Publication type: news

Berenson A.
33 States to Get $62 Million in Zyprexa Case Settlement
The New York Times 2008 Oct 6
http://www.nytimes.com/2008/10/07/business/07zyprexa.html


Full text:

Eli Lilly has agreed to pay $62 million to 33 states to settle claims that it improperly marketed Zyprexa, its top-selling drug, to patients who did not have schizophrenia or bipolar disorder, its only approved uses.

The settlement, to be announced Tuesday, ends an 18-month investigation led by the offices of the attorneys general of Illinois and Oregon, which contended that Lilly had violated consumer protection laws by urging doctors to prescribe Zyprexa to patients who did not need it.

It is the largest settlement paid by a drug company in a state consumer protection case, topping the $58 million that Merck paid to settle similar allegations about Vioxx, lawyers for the states said.

The agreement may also be a sign that a much larger deal is near in a separate but related civil and criminal investigation led by federal prosecutors in Philadelphia.
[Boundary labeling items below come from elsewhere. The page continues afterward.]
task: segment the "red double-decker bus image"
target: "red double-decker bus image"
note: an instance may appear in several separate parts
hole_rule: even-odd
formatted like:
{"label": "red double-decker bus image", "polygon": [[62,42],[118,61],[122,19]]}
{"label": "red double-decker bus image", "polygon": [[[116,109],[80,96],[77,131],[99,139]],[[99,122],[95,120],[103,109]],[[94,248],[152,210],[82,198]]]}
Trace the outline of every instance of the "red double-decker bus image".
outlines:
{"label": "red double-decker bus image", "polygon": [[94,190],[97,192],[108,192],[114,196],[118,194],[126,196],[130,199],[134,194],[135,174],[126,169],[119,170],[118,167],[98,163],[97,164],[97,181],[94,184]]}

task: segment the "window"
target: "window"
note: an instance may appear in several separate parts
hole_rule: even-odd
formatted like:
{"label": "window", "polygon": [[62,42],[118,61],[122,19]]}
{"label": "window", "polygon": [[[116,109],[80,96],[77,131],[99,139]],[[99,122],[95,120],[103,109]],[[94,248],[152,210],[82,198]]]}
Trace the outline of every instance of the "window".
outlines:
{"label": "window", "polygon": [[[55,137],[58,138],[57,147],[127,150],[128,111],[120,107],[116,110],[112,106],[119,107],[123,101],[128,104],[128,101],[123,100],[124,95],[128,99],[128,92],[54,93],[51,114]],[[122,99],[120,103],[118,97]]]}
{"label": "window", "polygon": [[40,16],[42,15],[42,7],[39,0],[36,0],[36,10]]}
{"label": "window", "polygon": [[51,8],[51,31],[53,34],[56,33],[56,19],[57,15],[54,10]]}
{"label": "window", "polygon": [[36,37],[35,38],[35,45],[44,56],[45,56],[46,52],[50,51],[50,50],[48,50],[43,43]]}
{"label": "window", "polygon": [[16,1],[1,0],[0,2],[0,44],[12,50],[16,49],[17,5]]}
In that case, Lilly is expected to pay more than $1 billion in fines and restitution to states and the federal government and may also plead guilty to a misdemeanor criminal charge related to off-label marketing of Zyprexa.

“We know they’re working hard to get that settlement done,” said James D. Kole, the chief of the consumer fraud bureau for the Illinois office.

The states’ investigation and the Philadelphia case center on Lilly’s marketing of Zyprexa, a potent brain tranquilizer that calms the hallucinations associated with schizophrenia and bipolar mania. Internal Lilly documents and e-mail messages appear to show that the company marketed it for patients with dementia and milder forms of bipolar disorder, a violation of federal law.

Zyprexa can cause severe weight gain and an increase in blood sugar in many patients and is more likely to cause diabetes than most other medicines for schizophrenia and bipolar disorder, according to the American Diabetes Association.

Once the Food and Drug Administration approves a drug for sale, doctors can prescribe it for whatever disease they see fit because the F.D.A. does not regulate the practice of medicine. But pharmaceutical companies can market and advertise their medicines only for the uses specified on the drug’s label.

“The company’s deceptive marketing practices were illegal and highly dangerous,” Lisa Madigan, the attorney general of Illinois, said in a statement.

A spokesman and a lawyer for Lilly did not return a call and an e-mail message for comment.

David Hart, senior assistant attorney general for Oregon, said, “We’re trying to send a message to the pharmaceutical industry that consumer fraud is something we’re going to investigate and prosecute.”